A detection and configuration method for welding completeness in the automotive body-in-white panel based on digital twin | #education | #technology | #training

DT knowledge base construction technology for body-in-white panels

Constructing a DT knowledge base for body-in-white panels facilitates the detection system to analyze panel welding completeness issues from a more professional perspective. Moreover, it can provide operators with professional configuration solutions, which can be used to complete the configuration of panels and parts efficiently. Compared with textual knowledge bases composed of textual semantic data, graphical knowledge bases are more advantageous in terms of knowledge structure expression and logical reasonin32. Based on this, this paper adopts the form of a graphic knowledge base to construct a knowledge base for body-in-white panel welding completeness detection and configuration problems. As shown in Fig. 2, the visual knowledge base mainly comprises entities, entity relationships, and attributes. The E-R knowledge base relationship model is established based on attribute components such as panel type, defect type, and cause. Specifically, the panel and defect are regarded as the entity, detection as the entity-relationship, and the connection of two entities, as many-to-many relationship M: N. Among them, the panel entity contains the panel ID, virtual model, panel image and panel information, etc. The defect entity has the defect type, formation cause, defect image, solution, etc. In addition, Crow’s foot data relationship table is established based on the E-R relationship model. In this paper, we take the example of a body-in-white dash panel component and analyze what is contained under the attributes of the panel and the defective entity. First, a relational database is established based on the Crow’s foot data relationship table to form a digital twin knowledge base for body-in-white panel parts. Then, the MRTK resource package was imported into Unity 3d software, and scripts were written to call the knowledge base’s API. Lastly, the app is deployed to HoloLens2, using this knowledge base to guide the operator for configuration and repair.

Figure 2
figure 2

Construction of body in the white digital twin knowledge base.

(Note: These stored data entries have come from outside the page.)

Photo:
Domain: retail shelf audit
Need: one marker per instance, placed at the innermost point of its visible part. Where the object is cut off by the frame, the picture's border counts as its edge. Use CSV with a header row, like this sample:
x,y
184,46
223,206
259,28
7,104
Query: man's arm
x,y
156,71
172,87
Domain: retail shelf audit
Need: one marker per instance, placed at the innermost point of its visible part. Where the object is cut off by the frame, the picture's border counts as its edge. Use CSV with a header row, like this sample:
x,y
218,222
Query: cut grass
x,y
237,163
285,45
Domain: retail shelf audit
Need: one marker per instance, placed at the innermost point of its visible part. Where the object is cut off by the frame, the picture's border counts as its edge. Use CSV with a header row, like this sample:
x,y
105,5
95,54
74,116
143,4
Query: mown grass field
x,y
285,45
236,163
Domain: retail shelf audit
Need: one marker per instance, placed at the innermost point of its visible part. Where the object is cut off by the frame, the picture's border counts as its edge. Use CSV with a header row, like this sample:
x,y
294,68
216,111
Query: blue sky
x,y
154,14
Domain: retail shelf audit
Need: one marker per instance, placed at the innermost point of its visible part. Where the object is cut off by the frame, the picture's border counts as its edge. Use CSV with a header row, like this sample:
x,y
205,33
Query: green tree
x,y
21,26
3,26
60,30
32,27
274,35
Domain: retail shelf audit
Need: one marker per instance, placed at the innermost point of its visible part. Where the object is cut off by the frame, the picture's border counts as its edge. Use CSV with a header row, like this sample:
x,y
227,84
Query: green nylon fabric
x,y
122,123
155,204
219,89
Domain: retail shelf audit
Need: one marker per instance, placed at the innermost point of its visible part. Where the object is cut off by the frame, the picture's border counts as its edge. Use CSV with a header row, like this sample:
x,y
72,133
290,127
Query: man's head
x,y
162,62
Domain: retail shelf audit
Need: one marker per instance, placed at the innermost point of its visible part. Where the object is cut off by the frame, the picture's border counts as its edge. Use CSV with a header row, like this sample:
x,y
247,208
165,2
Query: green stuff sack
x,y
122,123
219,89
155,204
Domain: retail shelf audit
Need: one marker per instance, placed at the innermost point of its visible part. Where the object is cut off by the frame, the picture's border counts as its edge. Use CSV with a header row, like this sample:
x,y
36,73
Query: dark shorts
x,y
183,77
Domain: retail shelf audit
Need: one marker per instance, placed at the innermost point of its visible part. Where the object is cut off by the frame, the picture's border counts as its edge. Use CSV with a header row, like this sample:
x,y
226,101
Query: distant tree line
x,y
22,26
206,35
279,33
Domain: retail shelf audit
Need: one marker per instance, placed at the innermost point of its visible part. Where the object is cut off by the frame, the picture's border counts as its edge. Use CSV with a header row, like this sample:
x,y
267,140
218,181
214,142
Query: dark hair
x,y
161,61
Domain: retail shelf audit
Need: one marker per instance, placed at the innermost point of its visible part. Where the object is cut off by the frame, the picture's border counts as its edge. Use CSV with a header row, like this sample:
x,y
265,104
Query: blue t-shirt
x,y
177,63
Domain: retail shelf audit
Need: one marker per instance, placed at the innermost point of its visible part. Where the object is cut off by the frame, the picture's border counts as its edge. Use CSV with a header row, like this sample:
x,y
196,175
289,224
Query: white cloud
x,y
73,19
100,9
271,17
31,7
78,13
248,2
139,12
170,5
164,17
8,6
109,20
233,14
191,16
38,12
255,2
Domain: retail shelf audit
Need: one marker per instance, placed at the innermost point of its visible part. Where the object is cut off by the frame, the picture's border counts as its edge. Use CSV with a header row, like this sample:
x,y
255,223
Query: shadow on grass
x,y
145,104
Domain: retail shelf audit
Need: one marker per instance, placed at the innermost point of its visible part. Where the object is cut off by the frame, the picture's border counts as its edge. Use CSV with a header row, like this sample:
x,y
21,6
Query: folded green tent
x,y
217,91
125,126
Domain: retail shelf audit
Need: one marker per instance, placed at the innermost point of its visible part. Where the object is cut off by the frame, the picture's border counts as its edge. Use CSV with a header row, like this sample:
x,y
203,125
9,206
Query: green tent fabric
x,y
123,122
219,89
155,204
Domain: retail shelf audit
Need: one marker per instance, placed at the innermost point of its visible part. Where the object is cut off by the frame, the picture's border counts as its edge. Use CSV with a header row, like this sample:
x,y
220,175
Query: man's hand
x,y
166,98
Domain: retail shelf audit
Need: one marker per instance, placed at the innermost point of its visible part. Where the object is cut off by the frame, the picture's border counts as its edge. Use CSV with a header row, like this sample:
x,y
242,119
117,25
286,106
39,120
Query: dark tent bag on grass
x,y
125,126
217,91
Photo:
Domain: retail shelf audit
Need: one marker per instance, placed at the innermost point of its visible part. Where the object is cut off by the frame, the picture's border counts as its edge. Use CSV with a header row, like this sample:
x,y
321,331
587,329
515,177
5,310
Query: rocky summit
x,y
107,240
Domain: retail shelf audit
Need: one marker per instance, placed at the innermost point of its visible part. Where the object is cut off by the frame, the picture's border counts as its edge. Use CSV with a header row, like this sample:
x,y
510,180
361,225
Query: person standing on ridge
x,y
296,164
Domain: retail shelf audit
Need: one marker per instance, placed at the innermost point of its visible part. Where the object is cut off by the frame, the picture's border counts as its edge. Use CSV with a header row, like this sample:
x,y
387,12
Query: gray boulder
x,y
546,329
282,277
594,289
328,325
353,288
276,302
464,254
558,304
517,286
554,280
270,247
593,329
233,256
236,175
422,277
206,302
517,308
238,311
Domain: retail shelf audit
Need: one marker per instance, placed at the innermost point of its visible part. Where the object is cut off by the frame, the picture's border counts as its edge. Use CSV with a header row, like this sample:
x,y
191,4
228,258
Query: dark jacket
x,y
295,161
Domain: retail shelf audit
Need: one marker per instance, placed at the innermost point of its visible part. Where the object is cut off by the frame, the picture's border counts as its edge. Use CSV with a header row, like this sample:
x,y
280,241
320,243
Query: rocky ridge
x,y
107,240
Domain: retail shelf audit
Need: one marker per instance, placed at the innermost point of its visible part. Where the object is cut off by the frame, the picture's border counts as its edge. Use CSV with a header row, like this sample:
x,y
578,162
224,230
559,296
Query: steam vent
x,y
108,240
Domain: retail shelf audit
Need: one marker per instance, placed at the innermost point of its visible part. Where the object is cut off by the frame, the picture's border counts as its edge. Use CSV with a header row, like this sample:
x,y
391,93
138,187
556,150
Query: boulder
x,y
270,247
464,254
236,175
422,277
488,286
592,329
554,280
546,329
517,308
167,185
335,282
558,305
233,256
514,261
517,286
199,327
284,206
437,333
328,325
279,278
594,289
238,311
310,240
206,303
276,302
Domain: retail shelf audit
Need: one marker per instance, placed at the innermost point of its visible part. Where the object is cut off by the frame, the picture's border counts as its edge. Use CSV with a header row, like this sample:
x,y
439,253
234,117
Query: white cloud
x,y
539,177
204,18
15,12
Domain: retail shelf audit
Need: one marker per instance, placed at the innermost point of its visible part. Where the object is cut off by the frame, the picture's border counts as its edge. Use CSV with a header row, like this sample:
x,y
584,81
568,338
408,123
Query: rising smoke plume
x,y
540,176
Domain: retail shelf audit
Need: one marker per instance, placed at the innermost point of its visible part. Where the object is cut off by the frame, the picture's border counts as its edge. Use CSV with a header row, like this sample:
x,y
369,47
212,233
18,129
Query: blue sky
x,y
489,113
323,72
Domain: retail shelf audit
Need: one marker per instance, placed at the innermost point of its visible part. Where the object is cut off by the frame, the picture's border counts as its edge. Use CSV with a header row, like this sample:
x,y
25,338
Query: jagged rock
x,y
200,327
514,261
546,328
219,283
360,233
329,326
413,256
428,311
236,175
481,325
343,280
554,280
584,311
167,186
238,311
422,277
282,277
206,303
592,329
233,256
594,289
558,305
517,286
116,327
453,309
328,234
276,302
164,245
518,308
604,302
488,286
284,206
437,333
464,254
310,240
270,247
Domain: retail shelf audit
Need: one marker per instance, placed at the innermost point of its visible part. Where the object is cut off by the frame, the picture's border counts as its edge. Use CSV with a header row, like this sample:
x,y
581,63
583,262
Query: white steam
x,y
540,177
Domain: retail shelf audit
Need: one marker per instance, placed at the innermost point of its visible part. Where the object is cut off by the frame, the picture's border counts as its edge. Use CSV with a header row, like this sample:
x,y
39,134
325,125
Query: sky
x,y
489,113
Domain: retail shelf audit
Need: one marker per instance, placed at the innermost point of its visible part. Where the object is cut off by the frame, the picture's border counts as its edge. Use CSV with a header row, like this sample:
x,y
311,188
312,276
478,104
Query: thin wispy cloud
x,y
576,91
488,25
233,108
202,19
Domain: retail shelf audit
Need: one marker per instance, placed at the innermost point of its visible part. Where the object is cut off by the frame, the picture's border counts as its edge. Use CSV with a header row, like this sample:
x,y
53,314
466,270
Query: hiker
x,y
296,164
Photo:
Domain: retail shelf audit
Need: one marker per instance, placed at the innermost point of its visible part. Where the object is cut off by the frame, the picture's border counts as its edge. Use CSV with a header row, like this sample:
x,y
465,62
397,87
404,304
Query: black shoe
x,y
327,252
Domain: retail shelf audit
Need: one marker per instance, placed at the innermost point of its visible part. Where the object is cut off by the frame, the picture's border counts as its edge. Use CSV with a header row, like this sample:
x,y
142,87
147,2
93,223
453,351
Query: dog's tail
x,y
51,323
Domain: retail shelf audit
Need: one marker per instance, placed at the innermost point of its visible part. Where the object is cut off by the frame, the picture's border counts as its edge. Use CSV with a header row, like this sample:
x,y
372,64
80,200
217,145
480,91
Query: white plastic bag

The knowledge base guidance program can be summarized: First, the two entities, panel and defect, provide information in pictures, models, scene files, etc. The combination of information is formulated based on the E-R relationship model and presented on the HoloLens2 MR device. Then, the operator can get the ID number of the panel, the virtual model, the standard image of the panel, the type of defect, the cause, and the solution related to the defect entity of the panel in the system. Finally, the operator can obtain standardized and intelligent service from the system, which improves the efficiency of configuring panel welding completeness.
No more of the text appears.